I have Splunk Enterprise 9.3.1. I looked through the limits.conf but not sure where to edit. How do I increase the upload size?

https://docs.splunk.com/Documentation/Splunk/latest/Admin/Webconf

max_upload_size = <integer>
* The hard maximum limit, in megabytes, of uploaded files.
* Default: 500

But it seems that might not be it. SSE app is just slightly over 50MBs in size whereas ES is - as far as I remember around 700MB.

Unless someone lowered that limit in your environment from the default value.

Anyway, you can just deploy the app either by uploading the file to the server and running

splunk install app your_sse_archive_name_here.tgz

Or just unpack it to its proper directory in $SPLUNK_HOME/etc/apps.

SSE as far as I remember doesn't include any fancy installation process like ES does.

I was not able to install the app so I decided to go the last path by unzipping and adding to the apps location, but I get an error 0x8000ffff catastrophic failure when trying to extract. I went to download again from Splunk and the same issue. I tried with Edge, Chrome and Firefox. Other apps I downloaded I have no issue with but this one I do.

DISA is blocking me so will have to create a work around.

Will update when I figure it out.

@ptothehil did you manage to get any further with this issue?

@ptothehil This is the resolution for me too.
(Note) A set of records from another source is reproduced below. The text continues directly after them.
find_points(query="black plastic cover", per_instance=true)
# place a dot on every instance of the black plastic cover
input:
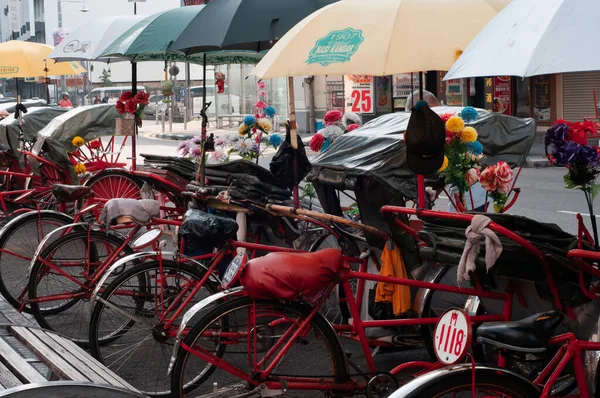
(204, 230)
(377, 150)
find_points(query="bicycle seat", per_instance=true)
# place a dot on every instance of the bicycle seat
(70, 193)
(527, 335)
(293, 276)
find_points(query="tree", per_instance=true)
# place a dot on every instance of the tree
(105, 78)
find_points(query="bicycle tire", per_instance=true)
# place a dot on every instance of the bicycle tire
(453, 382)
(318, 325)
(43, 316)
(10, 229)
(144, 270)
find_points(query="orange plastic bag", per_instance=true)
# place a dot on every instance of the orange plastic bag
(399, 295)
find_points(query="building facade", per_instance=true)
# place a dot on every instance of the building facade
(32, 21)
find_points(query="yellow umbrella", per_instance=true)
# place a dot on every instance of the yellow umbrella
(21, 59)
(378, 37)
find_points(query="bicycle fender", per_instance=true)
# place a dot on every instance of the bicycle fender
(116, 265)
(43, 243)
(139, 255)
(193, 311)
(449, 371)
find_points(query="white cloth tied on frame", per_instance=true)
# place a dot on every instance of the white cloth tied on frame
(475, 233)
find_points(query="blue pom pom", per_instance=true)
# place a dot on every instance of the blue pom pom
(270, 111)
(469, 114)
(275, 140)
(249, 121)
(475, 148)
(420, 105)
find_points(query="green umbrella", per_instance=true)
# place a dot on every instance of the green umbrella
(149, 40)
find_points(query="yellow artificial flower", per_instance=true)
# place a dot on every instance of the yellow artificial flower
(444, 165)
(265, 124)
(80, 168)
(78, 141)
(469, 134)
(455, 124)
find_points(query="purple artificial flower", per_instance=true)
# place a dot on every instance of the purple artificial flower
(556, 134)
(586, 155)
(565, 152)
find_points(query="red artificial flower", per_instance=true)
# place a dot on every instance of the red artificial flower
(446, 116)
(332, 117)
(316, 142)
(95, 144)
(131, 106)
(125, 96)
(121, 107)
(142, 97)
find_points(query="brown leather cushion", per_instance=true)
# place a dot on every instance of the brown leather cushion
(293, 276)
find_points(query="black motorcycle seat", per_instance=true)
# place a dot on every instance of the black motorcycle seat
(527, 335)
(69, 193)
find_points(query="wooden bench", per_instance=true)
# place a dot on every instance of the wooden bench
(232, 118)
(29, 354)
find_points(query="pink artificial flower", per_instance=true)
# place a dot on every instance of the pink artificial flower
(472, 176)
(446, 116)
(487, 179)
(316, 142)
(332, 117)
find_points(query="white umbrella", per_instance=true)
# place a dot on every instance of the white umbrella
(88, 41)
(530, 37)
(379, 37)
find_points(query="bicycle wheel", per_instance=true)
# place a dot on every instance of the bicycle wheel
(316, 355)
(489, 383)
(19, 239)
(112, 184)
(145, 291)
(433, 303)
(60, 302)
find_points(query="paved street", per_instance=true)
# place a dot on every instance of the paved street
(543, 196)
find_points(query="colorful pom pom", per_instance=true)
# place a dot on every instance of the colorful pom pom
(275, 140)
(249, 121)
(469, 114)
(468, 134)
(455, 124)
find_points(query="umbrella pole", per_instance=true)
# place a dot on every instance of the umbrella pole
(204, 123)
(294, 140)
(420, 177)
(133, 139)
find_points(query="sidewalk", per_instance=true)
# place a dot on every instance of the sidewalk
(536, 157)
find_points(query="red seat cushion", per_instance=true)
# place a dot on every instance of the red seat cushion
(293, 276)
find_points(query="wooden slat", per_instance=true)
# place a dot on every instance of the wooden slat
(18, 365)
(81, 364)
(51, 358)
(89, 364)
(7, 379)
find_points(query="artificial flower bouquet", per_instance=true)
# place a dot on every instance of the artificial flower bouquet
(497, 181)
(463, 153)
(246, 143)
(570, 149)
(132, 107)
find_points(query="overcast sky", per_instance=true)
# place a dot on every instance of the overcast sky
(73, 18)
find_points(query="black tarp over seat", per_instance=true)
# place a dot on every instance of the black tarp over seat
(448, 236)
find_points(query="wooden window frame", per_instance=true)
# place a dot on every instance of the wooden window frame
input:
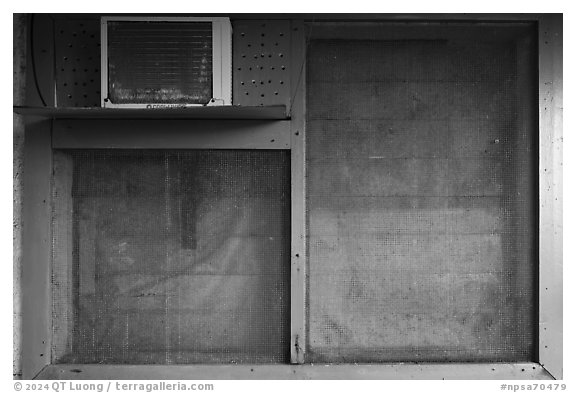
(45, 134)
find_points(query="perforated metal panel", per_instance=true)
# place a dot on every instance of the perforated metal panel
(77, 43)
(421, 196)
(177, 257)
(261, 51)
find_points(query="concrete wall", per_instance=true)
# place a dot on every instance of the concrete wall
(19, 71)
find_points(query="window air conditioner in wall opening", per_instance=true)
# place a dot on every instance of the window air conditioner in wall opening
(159, 62)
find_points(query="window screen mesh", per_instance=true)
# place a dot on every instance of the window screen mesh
(159, 62)
(421, 197)
(176, 257)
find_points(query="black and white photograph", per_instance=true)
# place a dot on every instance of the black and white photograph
(287, 196)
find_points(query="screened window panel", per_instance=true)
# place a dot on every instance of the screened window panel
(421, 197)
(176, 257)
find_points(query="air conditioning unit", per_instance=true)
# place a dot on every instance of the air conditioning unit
(161, 62)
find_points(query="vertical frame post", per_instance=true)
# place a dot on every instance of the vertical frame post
(298, 256)
(36, 304)
(550, 173)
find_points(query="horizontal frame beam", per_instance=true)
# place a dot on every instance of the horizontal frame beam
(317, 371)
(171, 134)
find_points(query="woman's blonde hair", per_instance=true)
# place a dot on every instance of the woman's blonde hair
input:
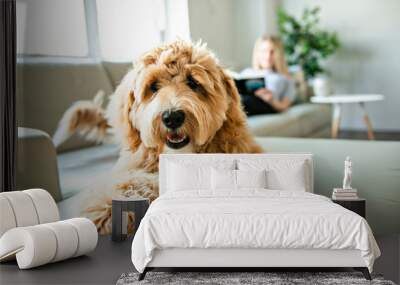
(280, 64)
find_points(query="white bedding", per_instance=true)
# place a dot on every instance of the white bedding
(252, 218)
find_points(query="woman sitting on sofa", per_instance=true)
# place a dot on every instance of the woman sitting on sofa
(279, 91)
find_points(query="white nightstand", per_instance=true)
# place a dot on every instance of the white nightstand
(338, 100)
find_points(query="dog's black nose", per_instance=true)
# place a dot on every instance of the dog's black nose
(173, 119)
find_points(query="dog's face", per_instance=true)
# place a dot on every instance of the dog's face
(179, 97)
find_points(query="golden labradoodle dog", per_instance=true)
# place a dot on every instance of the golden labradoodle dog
(177, 98)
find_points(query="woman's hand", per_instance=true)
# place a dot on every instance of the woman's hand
(264, 94)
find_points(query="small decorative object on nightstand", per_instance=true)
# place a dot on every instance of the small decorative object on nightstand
(357, 206)
(346, 192)
(122, 208)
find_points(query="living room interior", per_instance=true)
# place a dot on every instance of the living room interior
(73, 58)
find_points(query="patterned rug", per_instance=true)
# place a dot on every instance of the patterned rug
(233, 278)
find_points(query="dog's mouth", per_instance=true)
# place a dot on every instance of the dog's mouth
(176, 140)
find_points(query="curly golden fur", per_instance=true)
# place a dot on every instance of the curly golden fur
(177, 76)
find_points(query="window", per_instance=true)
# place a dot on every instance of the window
(51, 27)
(128, 28)
(117, 30)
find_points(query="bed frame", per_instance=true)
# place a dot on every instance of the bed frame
(240, 259)
(256, 259)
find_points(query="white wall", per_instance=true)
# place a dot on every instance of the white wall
(230, 27)
(251, 20)
(369, 60)
(212, 22)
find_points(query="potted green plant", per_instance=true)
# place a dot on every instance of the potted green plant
(307, 45)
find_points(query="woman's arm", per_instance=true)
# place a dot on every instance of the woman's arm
(281, 105)
(267, 96)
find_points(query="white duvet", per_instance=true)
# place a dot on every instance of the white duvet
(250, 219)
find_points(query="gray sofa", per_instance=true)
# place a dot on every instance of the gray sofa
(376, 171)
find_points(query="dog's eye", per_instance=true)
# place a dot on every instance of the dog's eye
(192, 83)
(154, 86)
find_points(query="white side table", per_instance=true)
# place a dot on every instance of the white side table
(338, 100)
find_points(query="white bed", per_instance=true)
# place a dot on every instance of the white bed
(248, 227)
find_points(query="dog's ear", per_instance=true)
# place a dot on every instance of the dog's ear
(119, 114)
(235, 131)
(235, 111)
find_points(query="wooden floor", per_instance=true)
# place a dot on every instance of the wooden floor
(110, 259)
(362, 135)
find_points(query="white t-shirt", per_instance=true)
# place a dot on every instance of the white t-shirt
(280, 86)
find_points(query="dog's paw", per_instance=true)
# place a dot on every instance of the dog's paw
(138, 189)
(100, 214)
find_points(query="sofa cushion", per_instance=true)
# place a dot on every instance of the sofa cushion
(299, 121)
(79, 168)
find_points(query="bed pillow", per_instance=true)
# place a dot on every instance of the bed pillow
(181, 177)
(281, 174)
(227, 179)
(251, 178)
(223, 179)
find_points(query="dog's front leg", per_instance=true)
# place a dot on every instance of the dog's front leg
(132, 184)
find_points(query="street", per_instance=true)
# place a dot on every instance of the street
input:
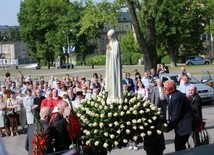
(15, 145)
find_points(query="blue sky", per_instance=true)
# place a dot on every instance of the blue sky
(9, 10)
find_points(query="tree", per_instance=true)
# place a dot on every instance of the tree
(129, 47)
(11, 33)
(181, 34)
(147, 40)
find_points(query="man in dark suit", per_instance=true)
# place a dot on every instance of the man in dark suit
(158, 98)
(51, 134)
(37, 102)
(128, 81)
(180, 116)
(196, 103)
(61, 122)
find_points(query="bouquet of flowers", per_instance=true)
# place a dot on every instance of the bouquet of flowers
(73, 125)
(108, 125)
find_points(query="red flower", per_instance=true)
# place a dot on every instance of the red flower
(39, 143)
(73, 126)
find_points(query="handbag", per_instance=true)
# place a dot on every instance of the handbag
(203, 134)
(10, 111)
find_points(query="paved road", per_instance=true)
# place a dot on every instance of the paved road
(15, 145)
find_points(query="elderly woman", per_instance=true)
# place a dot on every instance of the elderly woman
(13, 105)
(2, 114)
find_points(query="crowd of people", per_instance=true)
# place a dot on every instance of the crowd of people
(46, 101)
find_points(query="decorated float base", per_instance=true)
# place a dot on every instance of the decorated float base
(109, 124)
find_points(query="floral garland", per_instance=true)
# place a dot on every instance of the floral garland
(73, 126)
(114, 124)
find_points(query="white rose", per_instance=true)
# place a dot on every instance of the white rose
(102, 115)
(128, 123)
(88, 142)
(145, 124)
(119, 107)
(105, 107)
(116, 143)
(135, 112)
(106, 134)
(95, 131)
(122, 113)
(159, 132)
(96, 143)
(116, 123)
(147, 110)
(115, 114)
(135, 138)
(87, 133)
(139, 121)
(92, 104)
(125, 107)
(105, 145)
(149, 120)
(126, 100)
(135, 106)
(153, 107)
(109, 114)
(103, 103)
(141, 112)
(100, 107)
(82, 137)
(149, 133)
(110, 125)
(127, 131)
(142, 135)
(125, 141)
(134, 121)
(95, 124)
(152, 127)
(141, 127)
(154, 118)
(112, 136)
(122, 126)
(96, 105)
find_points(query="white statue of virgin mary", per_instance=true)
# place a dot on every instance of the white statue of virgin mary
(113, 82)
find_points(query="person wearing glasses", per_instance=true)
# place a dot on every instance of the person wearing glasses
(179, 117)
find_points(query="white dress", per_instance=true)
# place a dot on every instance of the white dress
(28, 104)
(2, 105)
(113, 72)
(22, 113)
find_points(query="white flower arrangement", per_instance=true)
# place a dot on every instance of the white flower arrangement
(112, 124)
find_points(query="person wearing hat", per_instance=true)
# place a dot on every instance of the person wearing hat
(113, 68)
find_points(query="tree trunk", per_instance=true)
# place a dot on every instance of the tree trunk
(171, 52)
(148, 47)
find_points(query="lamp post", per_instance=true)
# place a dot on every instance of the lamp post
(2, 57)
(210, 43)
(68, 47)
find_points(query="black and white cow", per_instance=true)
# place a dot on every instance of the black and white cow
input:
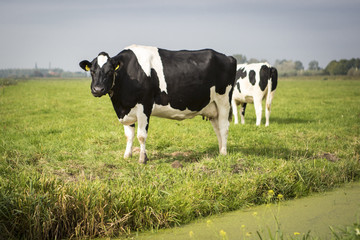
(254, 82)
(143, 81)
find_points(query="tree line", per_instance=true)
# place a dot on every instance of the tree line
(284, 67)
(296, 68)
(39, 73)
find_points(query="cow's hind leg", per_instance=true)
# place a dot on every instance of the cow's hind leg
(268, 108)
(242, 112)
(143, 123)
(224, 123)
(258, 110)
(130, 134)
(235, 113)
(221, 126)
(215, 123)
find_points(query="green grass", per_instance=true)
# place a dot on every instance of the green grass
(62, 174)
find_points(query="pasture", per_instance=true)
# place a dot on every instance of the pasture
(62, 173)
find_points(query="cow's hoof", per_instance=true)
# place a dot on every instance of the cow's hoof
(143, 158)
(223, 151)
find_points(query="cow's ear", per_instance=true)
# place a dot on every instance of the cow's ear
(86, 65)
(118, 65)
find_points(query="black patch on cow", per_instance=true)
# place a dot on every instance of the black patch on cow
(264, 77)
(243, 109)
(252, 79)
(189, 76)
(130, 85)
(241, 73)
(274, 76)
(238, 86)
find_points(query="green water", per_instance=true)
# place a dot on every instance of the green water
(316, 213)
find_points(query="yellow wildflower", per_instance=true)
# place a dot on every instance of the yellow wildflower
(222, 233)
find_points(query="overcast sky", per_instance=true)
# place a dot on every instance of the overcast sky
(65, 32)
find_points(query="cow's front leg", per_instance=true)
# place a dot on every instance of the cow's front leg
(234, 108)
(258, 110)
(242, 112)
(143, 123)
(130, 134)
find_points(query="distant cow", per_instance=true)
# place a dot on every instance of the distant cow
(254, 82)
(143, 81)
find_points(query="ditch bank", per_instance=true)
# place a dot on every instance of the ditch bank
(293, 218)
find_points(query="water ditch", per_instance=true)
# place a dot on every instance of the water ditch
(337, 208)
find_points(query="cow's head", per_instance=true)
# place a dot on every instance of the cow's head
(103, 72)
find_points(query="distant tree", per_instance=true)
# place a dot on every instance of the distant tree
(240, 58)
(342, 67)
(314, 65)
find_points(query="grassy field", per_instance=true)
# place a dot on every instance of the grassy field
(62, 174)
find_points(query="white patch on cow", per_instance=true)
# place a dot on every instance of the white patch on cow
(149, 58)
(251, 93)
(209, 111)
(102, 59)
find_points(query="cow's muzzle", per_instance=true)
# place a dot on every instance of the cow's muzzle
(98, 91)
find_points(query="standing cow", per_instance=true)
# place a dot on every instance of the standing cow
(254, 82)
(143, 81)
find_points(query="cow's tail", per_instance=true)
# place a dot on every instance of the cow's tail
(272, 83)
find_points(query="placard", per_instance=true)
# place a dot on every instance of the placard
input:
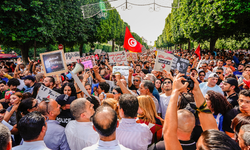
(53, 63)
(118, 57)
(87, 64)
(124, 70)
(98, 51)
(131, 56)
(180, 64)
(46, 92)
(72, 57)
(163, 61)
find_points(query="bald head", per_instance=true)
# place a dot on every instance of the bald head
(186, 120)
(105, 121)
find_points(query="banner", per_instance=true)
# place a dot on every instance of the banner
(163, 61)
(46, 92)
(87, 64)
(180, 64)
(124, 70)
(53, 63)
(72, 57)
(118, 57)
(131, 56)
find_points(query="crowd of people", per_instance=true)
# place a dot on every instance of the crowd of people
(149, 109)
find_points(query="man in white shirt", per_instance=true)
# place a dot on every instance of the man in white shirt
(165, 98)
(129, 133)
(5, 136)
(211, 84)
(32, 133)
(105, 123)
(80, 132)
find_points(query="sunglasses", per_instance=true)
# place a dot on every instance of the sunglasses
(2, 111)
(167, 82)
(136, 80)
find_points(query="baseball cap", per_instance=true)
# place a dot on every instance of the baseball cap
(29, 77)
(233, 81)
(213, 75)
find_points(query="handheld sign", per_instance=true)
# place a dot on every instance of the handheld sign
(163, 61)
(53, 63)
(118, 57)
(180, 64)
(72, 57)
(124, 70)
(88, 64)
(45, 92)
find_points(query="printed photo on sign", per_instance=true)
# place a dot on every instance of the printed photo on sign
(118, 57)
(53, 62)
(45, 92)
(180, 64)
(163, 61)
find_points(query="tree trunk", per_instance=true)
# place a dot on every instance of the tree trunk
(35, 50)
(189, 45)
(212, 43)
(113, 45)
(25, 53)
(80, 49)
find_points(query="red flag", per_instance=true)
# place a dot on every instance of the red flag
(130, 43)
(198, 51)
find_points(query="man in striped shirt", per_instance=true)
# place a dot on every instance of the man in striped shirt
(129, 133)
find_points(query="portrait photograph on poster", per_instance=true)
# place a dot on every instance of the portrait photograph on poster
(53, 63)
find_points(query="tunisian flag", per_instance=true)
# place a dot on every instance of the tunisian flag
(198, 51)
(130, 43)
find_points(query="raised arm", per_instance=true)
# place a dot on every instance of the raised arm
(206, 119)
(171, 120)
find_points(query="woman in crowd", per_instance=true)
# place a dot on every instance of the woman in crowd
(117, 93)
(147, 114)
(218, 105)
(15, 100)
(158, 85)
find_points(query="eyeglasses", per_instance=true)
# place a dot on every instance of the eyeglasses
(245, 101)
(2, 111)
(46, 100)
(136, 80)
(167, 82)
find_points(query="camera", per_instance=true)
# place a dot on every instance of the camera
(190, 82)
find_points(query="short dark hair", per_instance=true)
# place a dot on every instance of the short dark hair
(13, 82)
(245, 93)
(148, 85)
(129, 104)
(30, 126)
(5, 136)
(51, 79)
(215, 139)
(104, 86)
(107, 127)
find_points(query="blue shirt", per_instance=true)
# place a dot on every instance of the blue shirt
(55, 137)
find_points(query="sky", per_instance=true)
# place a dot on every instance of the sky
(146, 23)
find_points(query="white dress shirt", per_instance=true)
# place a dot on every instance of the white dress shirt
(80, 135)
(37, 145)
(107, 145)
(133, 135)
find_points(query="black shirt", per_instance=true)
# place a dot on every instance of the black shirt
(232, 99)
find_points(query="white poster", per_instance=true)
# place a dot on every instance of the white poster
(124, 70)
(163, 61)
(72, 57)
(45, 92)
(118, 57)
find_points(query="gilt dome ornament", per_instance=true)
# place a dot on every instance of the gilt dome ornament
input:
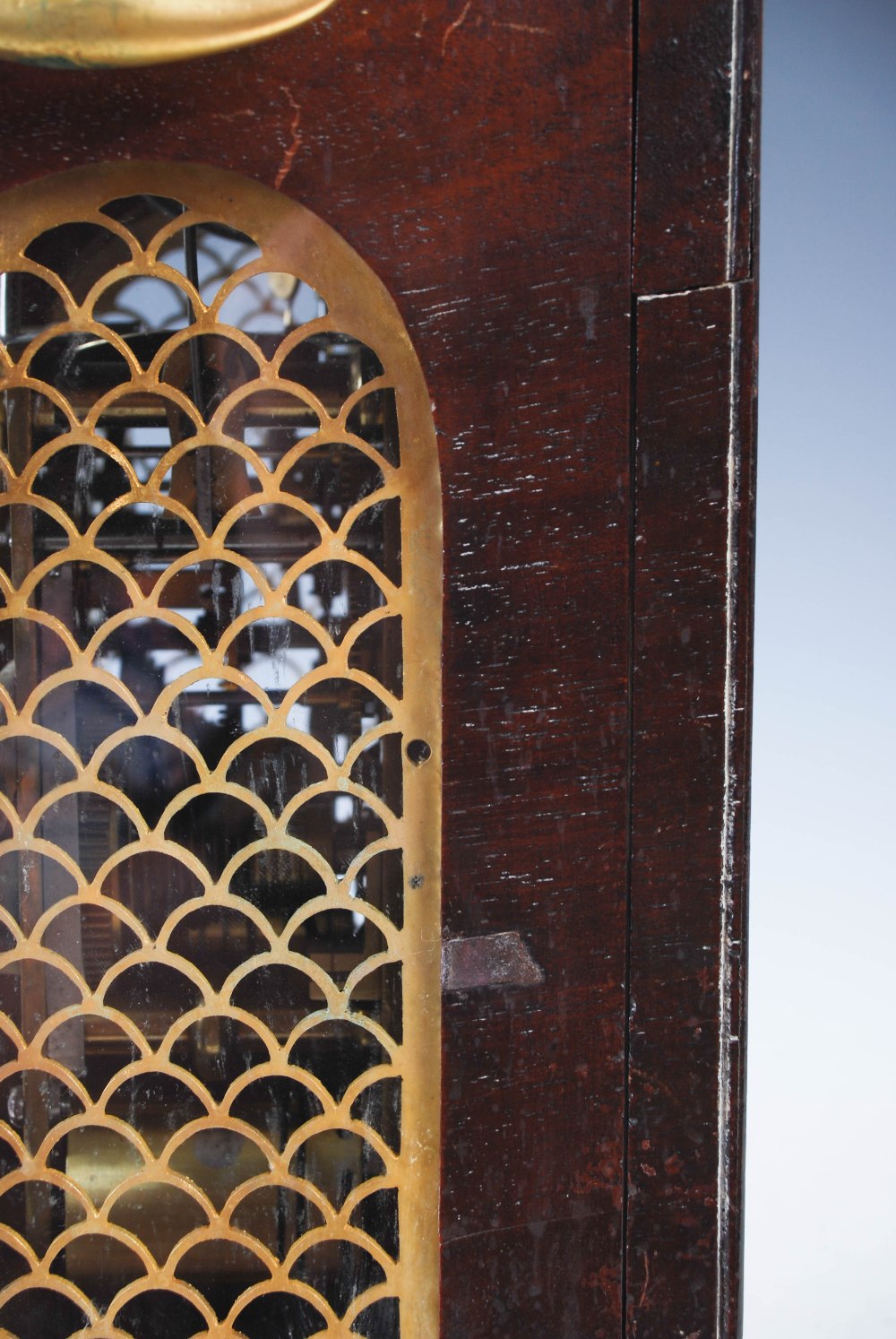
(141, 32)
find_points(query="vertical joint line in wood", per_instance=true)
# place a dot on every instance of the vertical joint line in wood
(734, 122)
(630, 815)
(728, 818)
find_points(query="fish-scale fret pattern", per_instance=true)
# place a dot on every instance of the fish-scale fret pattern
(203, 826)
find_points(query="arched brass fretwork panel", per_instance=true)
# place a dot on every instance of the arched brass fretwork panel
(220, 691)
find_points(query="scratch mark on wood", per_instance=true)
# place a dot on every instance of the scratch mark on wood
(490, 960)
(522, 27)
(452, 29)
(295, 141)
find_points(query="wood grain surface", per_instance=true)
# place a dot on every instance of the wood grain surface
(479, 157)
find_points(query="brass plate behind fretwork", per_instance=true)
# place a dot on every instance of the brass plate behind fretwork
(168, 994)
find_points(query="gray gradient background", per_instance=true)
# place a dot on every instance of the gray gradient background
(822, 1089)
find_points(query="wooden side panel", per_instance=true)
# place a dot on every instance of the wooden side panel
(479, 159)
(694, 515)
(695, 143)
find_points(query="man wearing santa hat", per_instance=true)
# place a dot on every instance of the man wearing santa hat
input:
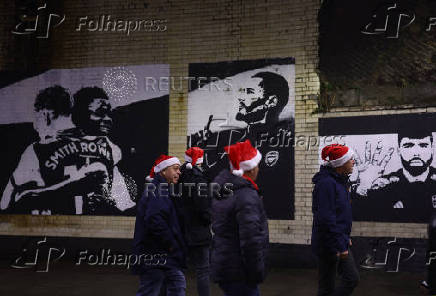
(158, 240)
(194, 208)
(332, 219)
(239, 224)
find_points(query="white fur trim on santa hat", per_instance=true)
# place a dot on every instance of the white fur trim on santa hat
(166, 163)
(189, 159)
(247, 165)
(342, 160)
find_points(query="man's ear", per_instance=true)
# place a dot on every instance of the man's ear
(272, 101)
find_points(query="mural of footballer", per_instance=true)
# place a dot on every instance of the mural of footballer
(405, 195)
(73, 170)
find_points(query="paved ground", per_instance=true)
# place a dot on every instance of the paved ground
(69, 280)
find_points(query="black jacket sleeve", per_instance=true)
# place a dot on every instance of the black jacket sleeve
(249, 216)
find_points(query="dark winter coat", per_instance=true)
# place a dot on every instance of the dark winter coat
(332, 216)
(194, 207)
(157, 231)
(240, 228)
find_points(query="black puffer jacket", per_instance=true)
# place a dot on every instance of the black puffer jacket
(240, 228)
(194, 207)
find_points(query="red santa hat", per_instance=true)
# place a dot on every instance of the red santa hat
(161, 163)
(193, 156)
(336, 155)
(243, 157)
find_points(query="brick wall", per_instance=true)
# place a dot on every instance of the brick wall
(197, 31)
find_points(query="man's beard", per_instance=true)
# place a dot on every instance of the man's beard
(247, 114)
(416, 170)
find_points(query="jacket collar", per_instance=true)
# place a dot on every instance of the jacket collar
(335, 175)
(158, 179)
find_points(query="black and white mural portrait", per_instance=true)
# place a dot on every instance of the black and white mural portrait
(394, 179)
(254, 99)
(77, 141)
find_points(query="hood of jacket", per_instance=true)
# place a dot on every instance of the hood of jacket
(226, 180)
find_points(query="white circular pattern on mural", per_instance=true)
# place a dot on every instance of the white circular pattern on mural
(120, 83)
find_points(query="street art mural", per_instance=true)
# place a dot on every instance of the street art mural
(77, 140)
(394, 179)
(233, 101)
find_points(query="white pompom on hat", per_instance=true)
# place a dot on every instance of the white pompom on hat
(243, 157)
(161, 163)
(336, 155)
I downloaded it on a personal device and hashed it and it was the correct hash. When attempting to bring it onto the corporate network it is being corrupted as it is being flagged as containing a virus. 

That's awesome. Glad it worked for you too 🙂

I got the same trying to extract the file and when I tried it with a previous version 3.7.1.

I tried the command line install but didn't have an account it would allow. 

I have just tried to increase the upload max size as described here but when attempting to install I get the same error message.

I haven't heard anything yet. I don't know if this place is active.